Who are some  Asian Diaspora horror authors that you recommend our audience check out?

So many. I admit that I’ve read more horror short fiction than novels, so this list will be heavily biased toward short fiction writers. It also includes a few writers who might not be diaspora, but who are Asian and writing in English. Cassandra Khaw, Alyssa Wong, Isabel Yap (check out Yap’s debut collection Never Have I Ever) are all marvelous. L. Chan is a writer from Singapore who’s been publishing some marvelous horror over the last several years—check out his recent stories in The Dark Magazine. Elaine Cuyekeng (check out her Eugie Award-winning story, “The Genetic Alchemist’s Daughter,”), Eliza Chan, Ai Jiang, and Suzan Palumbo (check out Palumbo’s Nebula-nominated story, “Laughter Among the Trees.”) Ian Muneshwar and Usman T. Malik. In terms of longer fiction, Aliette de Bodard and Jeannette Ng are not often thought of as horror writers, but there are strong horror elements in de Bodard’s Gothic alternate-Paris fantasy series, The Dominion of the Fallen, and there are also strong horror elements in Ng’s Victorian Gothic faerie novel, Under the Pendulum Sun. Oh, and I must also recommend every writer in the marvelous Bram Stoker-winning anthology, Black Cranes: Tales of Unquiet Women, an anthology of horror by Asian women writers.

What is one piece of advice you would give horror authors today?

My advice is what I would give any writer. Read widely. Read both within the genre you want to write in, and read in other genres, too. Be open to inspirations from other art forms. Write, and try to finish what you write. Find a community of writers who are close to your own level—writing can be a lonely business, and it can be invaluable to have a writing community for support. Every so often, go for a walk

And to the Asian writers out there who are just getting started, what advice would you give them?

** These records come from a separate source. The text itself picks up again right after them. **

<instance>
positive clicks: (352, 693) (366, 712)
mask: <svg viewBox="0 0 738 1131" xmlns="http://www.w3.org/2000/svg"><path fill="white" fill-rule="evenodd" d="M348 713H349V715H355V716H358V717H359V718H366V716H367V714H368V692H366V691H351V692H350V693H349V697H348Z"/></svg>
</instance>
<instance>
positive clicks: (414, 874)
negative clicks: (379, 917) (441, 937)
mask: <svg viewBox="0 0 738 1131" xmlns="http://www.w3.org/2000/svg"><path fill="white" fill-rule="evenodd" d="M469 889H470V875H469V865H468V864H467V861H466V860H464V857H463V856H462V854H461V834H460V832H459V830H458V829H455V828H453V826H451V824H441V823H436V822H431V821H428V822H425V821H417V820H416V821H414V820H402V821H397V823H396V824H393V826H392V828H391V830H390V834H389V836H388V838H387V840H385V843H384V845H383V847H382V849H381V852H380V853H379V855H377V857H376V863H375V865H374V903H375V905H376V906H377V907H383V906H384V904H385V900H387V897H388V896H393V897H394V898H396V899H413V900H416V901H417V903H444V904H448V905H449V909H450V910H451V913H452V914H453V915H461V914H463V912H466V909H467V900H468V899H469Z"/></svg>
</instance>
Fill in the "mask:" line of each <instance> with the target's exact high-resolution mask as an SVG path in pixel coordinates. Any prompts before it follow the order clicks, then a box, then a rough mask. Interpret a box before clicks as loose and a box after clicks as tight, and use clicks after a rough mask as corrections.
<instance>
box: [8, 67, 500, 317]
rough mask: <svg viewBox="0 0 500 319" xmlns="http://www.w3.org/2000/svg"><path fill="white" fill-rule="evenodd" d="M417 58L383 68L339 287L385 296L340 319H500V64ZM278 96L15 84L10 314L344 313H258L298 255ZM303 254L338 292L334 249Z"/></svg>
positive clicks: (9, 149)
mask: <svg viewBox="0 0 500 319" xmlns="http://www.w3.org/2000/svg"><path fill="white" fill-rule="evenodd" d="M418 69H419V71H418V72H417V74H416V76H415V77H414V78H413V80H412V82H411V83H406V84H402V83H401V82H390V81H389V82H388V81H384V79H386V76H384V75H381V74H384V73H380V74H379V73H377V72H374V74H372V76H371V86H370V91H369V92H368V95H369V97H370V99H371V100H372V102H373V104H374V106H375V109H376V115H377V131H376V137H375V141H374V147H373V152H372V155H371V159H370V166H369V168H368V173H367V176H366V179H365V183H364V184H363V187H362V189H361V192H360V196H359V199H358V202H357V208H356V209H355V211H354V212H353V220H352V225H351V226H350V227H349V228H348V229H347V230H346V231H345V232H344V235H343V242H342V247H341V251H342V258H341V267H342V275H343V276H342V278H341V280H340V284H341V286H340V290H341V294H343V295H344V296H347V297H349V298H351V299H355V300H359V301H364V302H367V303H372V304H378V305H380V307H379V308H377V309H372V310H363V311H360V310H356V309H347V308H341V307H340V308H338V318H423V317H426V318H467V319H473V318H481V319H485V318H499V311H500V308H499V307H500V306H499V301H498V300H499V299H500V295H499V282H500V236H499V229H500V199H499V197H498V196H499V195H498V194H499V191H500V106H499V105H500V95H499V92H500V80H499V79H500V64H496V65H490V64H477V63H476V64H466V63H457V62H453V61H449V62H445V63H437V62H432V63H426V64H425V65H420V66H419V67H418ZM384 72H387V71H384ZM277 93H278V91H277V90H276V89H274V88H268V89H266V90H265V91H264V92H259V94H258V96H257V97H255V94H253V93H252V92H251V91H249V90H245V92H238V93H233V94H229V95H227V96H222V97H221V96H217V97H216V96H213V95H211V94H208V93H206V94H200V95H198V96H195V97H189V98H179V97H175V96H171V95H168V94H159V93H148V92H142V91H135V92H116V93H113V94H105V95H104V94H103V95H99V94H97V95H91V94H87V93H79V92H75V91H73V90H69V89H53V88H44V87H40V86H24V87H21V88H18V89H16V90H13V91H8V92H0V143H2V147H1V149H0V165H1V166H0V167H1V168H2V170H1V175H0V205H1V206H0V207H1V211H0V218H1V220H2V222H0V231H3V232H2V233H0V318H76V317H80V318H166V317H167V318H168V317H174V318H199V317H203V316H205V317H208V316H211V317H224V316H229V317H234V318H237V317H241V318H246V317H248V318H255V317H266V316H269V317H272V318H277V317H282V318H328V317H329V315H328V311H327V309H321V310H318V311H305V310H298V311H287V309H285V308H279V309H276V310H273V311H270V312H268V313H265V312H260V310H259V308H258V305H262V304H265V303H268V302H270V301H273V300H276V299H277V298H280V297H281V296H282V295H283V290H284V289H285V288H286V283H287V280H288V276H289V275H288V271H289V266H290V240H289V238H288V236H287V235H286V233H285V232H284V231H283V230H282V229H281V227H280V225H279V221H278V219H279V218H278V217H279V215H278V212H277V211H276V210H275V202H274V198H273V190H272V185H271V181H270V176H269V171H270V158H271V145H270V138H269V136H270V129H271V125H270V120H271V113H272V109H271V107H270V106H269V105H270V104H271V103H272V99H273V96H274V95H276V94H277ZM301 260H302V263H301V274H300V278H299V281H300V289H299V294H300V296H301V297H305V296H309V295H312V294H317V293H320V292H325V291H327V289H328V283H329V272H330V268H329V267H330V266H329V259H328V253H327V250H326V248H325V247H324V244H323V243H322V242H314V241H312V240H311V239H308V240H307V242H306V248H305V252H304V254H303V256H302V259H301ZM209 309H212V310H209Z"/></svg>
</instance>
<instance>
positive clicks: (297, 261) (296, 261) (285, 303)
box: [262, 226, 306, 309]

I once saw the Vietnamese-American novelist, Viet Thanh Nguyen, tweet a thread of advice for Asian-American writers and others of minority backgrounds, and the first tweet of his thread said something like, “Write as though you’re the dominant majority.” That advice has always stuck with me. I can’t find the thread anymore (and he seems to have deactivated his Twitter account), but I was able to find an interview where he restates his advice. It’s good, and here are the essential lines:

“If you are coming from a background outside of [the majority] as some kind of disempowered, marginalized, minority population, you may feel the pressure to explain yourself and your culture, to translate yourself, your languages, your customs, and so on and so forth — this is something that must be absolutely resisted by any writer,” Nguyen said. “When I say write like a majority, I don’t mean like a white person, I mean write as if we ourselves are speaking to ourselves, and let everyone else catch up. That’s where you get interesting art, and even hopefully, great art, to come from.”